Exploring the Core Attributes of Digitalization Causing High Impact on Learning Trends Of Students Using LIFAM

  • Authors

    • Nivetha Martin
    • P Pandiammal
    2018-07-15
    https://doi.org/10.14419/ijet.v7i3.10.15653
  • Associative memories, Digitalization, Fuzzy, learning trends, Linguistic variable
  • In the existing educational scenario, the mechanisms of teaching and learning that are conventional have to be enriched unanimously to promote the development of the student community in all dimensions. The present government rings the bell of Digital India, which targets in making the service sectors to be digitally empowered. But in recent days, digitalization has stepped into almost all the fields and education is not an exception to it. The traditional blackboard teaching method was replaced by ICT techniques, but the learning strategies remained customary. To bring a change in the learning mode, the student community has to be provided a platform to learn at their own pace, which can be achieved by imparting the digital way of learning.

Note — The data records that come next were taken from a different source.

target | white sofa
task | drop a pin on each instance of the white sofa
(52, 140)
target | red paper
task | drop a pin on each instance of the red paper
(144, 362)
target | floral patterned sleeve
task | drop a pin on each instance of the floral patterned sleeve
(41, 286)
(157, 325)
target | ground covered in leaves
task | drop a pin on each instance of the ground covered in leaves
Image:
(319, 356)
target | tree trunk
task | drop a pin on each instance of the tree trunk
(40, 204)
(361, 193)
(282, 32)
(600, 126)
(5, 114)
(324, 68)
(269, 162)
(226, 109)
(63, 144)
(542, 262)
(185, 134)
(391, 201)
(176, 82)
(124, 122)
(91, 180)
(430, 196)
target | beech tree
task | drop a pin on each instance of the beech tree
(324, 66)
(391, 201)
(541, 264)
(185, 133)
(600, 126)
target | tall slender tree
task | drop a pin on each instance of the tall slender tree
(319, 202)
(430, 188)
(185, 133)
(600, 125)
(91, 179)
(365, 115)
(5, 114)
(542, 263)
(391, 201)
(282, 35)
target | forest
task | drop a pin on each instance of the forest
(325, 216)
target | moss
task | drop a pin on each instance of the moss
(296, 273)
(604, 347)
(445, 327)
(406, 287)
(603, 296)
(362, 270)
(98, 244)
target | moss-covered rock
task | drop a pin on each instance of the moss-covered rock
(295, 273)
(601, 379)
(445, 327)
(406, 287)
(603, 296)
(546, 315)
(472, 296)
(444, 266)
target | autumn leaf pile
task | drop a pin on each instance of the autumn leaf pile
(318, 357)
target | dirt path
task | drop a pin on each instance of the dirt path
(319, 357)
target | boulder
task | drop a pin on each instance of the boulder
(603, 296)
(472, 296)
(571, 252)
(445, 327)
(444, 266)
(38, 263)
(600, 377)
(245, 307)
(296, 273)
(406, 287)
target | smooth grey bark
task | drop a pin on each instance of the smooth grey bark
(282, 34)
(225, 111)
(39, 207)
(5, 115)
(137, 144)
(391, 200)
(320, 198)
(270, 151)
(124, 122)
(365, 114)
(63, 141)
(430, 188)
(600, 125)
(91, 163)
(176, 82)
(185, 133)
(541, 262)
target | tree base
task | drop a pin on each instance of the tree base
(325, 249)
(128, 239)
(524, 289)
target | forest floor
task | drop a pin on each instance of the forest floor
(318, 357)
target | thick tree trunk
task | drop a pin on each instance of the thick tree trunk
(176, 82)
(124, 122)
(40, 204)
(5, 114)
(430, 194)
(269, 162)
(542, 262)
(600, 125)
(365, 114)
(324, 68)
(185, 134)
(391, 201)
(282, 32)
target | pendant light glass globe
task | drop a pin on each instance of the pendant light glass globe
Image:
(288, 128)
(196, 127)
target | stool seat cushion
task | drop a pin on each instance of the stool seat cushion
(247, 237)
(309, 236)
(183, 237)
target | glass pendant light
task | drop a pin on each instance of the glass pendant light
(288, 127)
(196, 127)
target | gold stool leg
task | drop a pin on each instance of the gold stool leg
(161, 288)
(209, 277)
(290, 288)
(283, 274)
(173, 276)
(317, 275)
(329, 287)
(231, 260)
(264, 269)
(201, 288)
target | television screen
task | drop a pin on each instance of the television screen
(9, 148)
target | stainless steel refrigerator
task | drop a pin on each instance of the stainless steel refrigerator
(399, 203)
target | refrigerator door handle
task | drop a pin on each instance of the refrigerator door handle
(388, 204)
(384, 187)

Incorporation of Digitalization into teaching cum learning domains will pave way for Glean knowledge. Though there are many confrontations in implementation, the degree of the positive effects is high. This paper primarily aims in determining the effects of core factors of digitalization causing major effects on student’s learning mode using a novel approach of Linguistic Induced Fuzzy Associative Memories (LIFAM).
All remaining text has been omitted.